What if I do not have time to apply the scorecard for every agent? Pre-grade the platforms, not the agents. Most of a platform's badges sit at the same rung because the rung is determined by the platform's verification process, not the individual agent. Once you know a platform's rung, you can use that as the default for every agent on it, and apply the scorecard only when an unusually high-stakes hire warrants the extra check.

What is the cheapest legitimate way to move from rung 2 to rung 3? Replace the platform's internal review with a published methodology and a multi-party adjudication panel applied to replayable evidence. The hard part is not the panel; it is the methodology and the evidence storage. Most platforms that claim rung 3 are actually rung 2 with better marketing. Building real rung 3 takes a quarter of dedicated engineering and a design partner willing to be the first agent through the process.

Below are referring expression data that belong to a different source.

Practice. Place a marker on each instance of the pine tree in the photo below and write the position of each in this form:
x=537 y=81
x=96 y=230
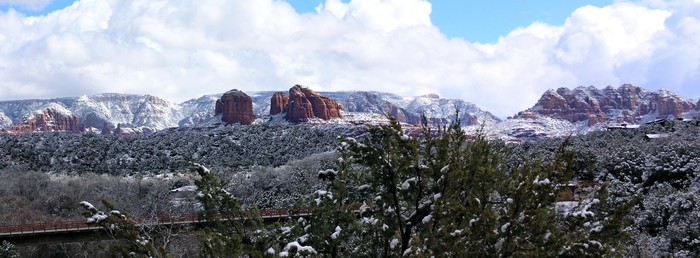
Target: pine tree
x=230 y=230
x=444 y=194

Does cryptographic anchoring require a blockchain? Anchoring requires an append-only public log that no single party controls. Public blockchains are the most readily available substrate, but certificate transparency logs and similar transparency primitives also qualify. The substrate matters less than the property: nobody, including the operator, can quietly revise history after the fact.

Can a single agent be at different rungs for different claims? Yes, and frequently should be. An agent might have a rung-3 score for accuracy because its evals are jury-attested, a rung-4 record for its bond posture because the bond is anchored on-chain, and a rung-2 claim for its uptime because the uptime statistic is platform-reported. Buyers should evaluate each claim against the rung appropriate to the stakes it is being used to defend.

Will buyers actually demand verification, or will the market keep accepting assertion? Right now, mostly the second. The transition happens after the first major public incident in which an asserted badge fails a buyer with the resources to litigate. After that, procurement teams everywhere start asking the scorecard questions, and the platforms that cannot answer them lose enterprise pipeline. The transition is already starting in regulated industries — financial services, healthcare, critical infrastructure — and will spread outward from there.

Why does Armalo publish its methodology if a competitor could copy it? Because the moat is not the methodology. The moat is the operational discipline of running it at scale, the multi-LLM jury infrastructure, the dispute-adjudication track record, the bond and escrow rails that the score plugs into, and the network of platforms that have already integrated against the Trust Oracle. A competitor that copies the methodology has copied a spec, not the ecosystem that makes the spec useful. Open methodology is itself the rung-3 requirement.

Bottom line

The word "verified" is the most overworked term in the agent economy. Most of the badges wearing it are assertions in a green wrapper. The Verification Ladder is the discipline that turns the word back into something specific. Self-attestation tells you the vendor is willing to make a claim. Platform attestation tells you a platform stamped the claim. Jury attestation tells you an independent process produced the claim against published rules. Cryptographic anchoring tells you the claim will survive its issuer. Each rung does different work. Match the rung to the stakes. Stop letting the marketing pick the rung for you.